Говорил я уже и о том, какое удручающее впечатление произвело на наш молодой интеллигентский кружок известие о смерти Добролюбова, имя которого было связано с надеждами на создание «независимой» газеты в нашем городе. Через год после этого дядя Сергей, по окончании курса в университете, был послан «заслуживать» стипендию военным врачом в Новгород, а его ближайший друг, мой прежний учитель, был выслан «на выслугу» в еще более дальнюю от нас губернию. Разлетелось вместе с ними, по разным стогнам и весям, много и другой близкой разночинской молодежи, как бы провиденциально призванной стихийно рассеиваться по лону земли русской.

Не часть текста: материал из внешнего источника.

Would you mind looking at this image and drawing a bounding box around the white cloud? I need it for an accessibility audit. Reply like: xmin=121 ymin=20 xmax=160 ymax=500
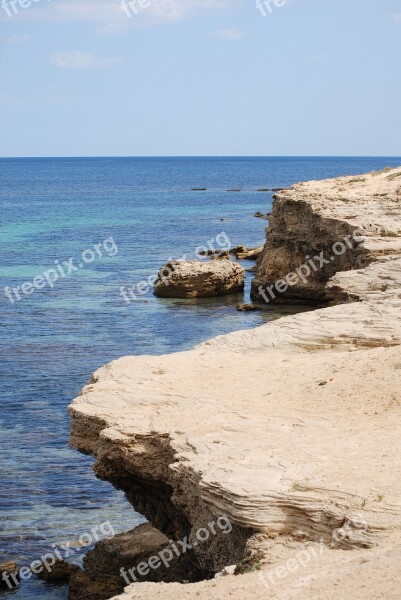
xmin=7 ymin=34 xmax=30 ymax=44
xmin=51 ymin=50 xmax=121 ymax=69
xmin=0 ymin=0 xmax=238 ymax=33
xmin=210 ymin=29 xmax=245 ymax=40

В конце концов и добрый гений нашей семьи, главный вдохновитель ее идеалистических настроений, дядя Александр, с каждым годом становился все нервнее, печальнее и раздражительнее и, невидимо подтачиваемый страшной болезнью, принужден был перевестись на службу в еще более далекий от нас Кавказский край, в Ставропольскую губернию, где быстро и погиб от скоротечной чахотки…

Так, день за днем, быстро сиротела наша скромная интеллигентская храмина. Понятно, что это не могло отражаться благотворно и на настроении нашей семьи. Отец становился все печальнее и озабоченнее, так как семья росла, а между тем нравственная поддержка тех, с кем прежде чувствовалась крепкая духовная связь, все больше и больше таяла. Особенно удручающее впечатление произвела неожиданно быстрая смерть дяди Александра, этого нервного, порывистого, не всегда уравновешенного, но необыкновенно чуткого, нежного и любящего человека. Вслед за ним вскоре умер и мой любимый добродушный дед, которому дядя Александр был обязан многими лучшими сторонами своей души.

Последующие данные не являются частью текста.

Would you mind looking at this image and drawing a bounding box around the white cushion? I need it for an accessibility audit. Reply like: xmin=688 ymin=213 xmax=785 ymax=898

Так отрывались и от моей юной души наиболее дорогие связи, не рождая еще взамен себя новых интимных привязанностей. Я все больше начинал чувствовать себя покинутым на распутье…

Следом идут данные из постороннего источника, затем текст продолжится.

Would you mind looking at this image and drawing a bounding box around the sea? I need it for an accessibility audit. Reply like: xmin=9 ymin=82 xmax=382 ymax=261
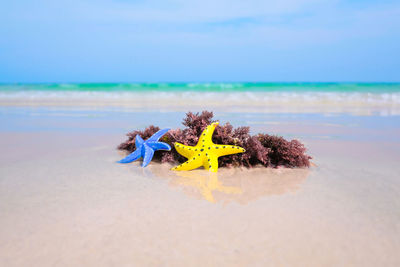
xmin=0 ymin=82 xmax=400 ymax=116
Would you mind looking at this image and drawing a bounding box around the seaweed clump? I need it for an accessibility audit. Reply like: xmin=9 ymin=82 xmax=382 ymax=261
xmin=118 ymin=111 xmax=311 ymax=168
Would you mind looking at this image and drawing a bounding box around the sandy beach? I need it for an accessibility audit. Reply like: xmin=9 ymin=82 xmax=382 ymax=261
xmin=0 ymin=107 xmax=400 ymax=266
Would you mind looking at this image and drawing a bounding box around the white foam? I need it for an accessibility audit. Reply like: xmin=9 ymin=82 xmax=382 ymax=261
xmin=0 ymin=91 xmax=400 ymax=115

Между тем то понижение общего настроения, которое сказалось на нашей семье, во многих отношениях не было исключительным в описываемый период. Объявление манифеста 19 февраля, а главным образом опубликование «Положения», провело окончательную грань между прошлым и ближайшим будущим: всяким упованиям и страхам был положен решительный предел. Любопытно, что «Положением» никто в то время не остался вполне доволен. Кто мечтал о лучшем, был недоволен слишком большими уступками «старому»; крепостники находили его «безмерно-радикальным»; крестьяне относились к нему с скептическим недоумением. Но для всех было ясно одно, что дело так или иначе решено бесповоротно, и теперь все сводилось исключительно к одному, чтобы все внимание уже обратить на начинавшуюся ликвидацию старого, употребив все силы на использование ее в своих интересах. И для успеха этого дела не стояли ни за чем: одни – открыто и нагло, другие – втихомолку и лицемерно. Недаром в то время создался тип «мировых посредников первого призыва», особая доблесть которых заключалась в том, чтобы хоть сколько-нибудь сдерживать хищнические и плутовские инстинкты бывших крепостников и придать ликвидации вид хотя бы некоторой законности. Но это им далеко не удавалось.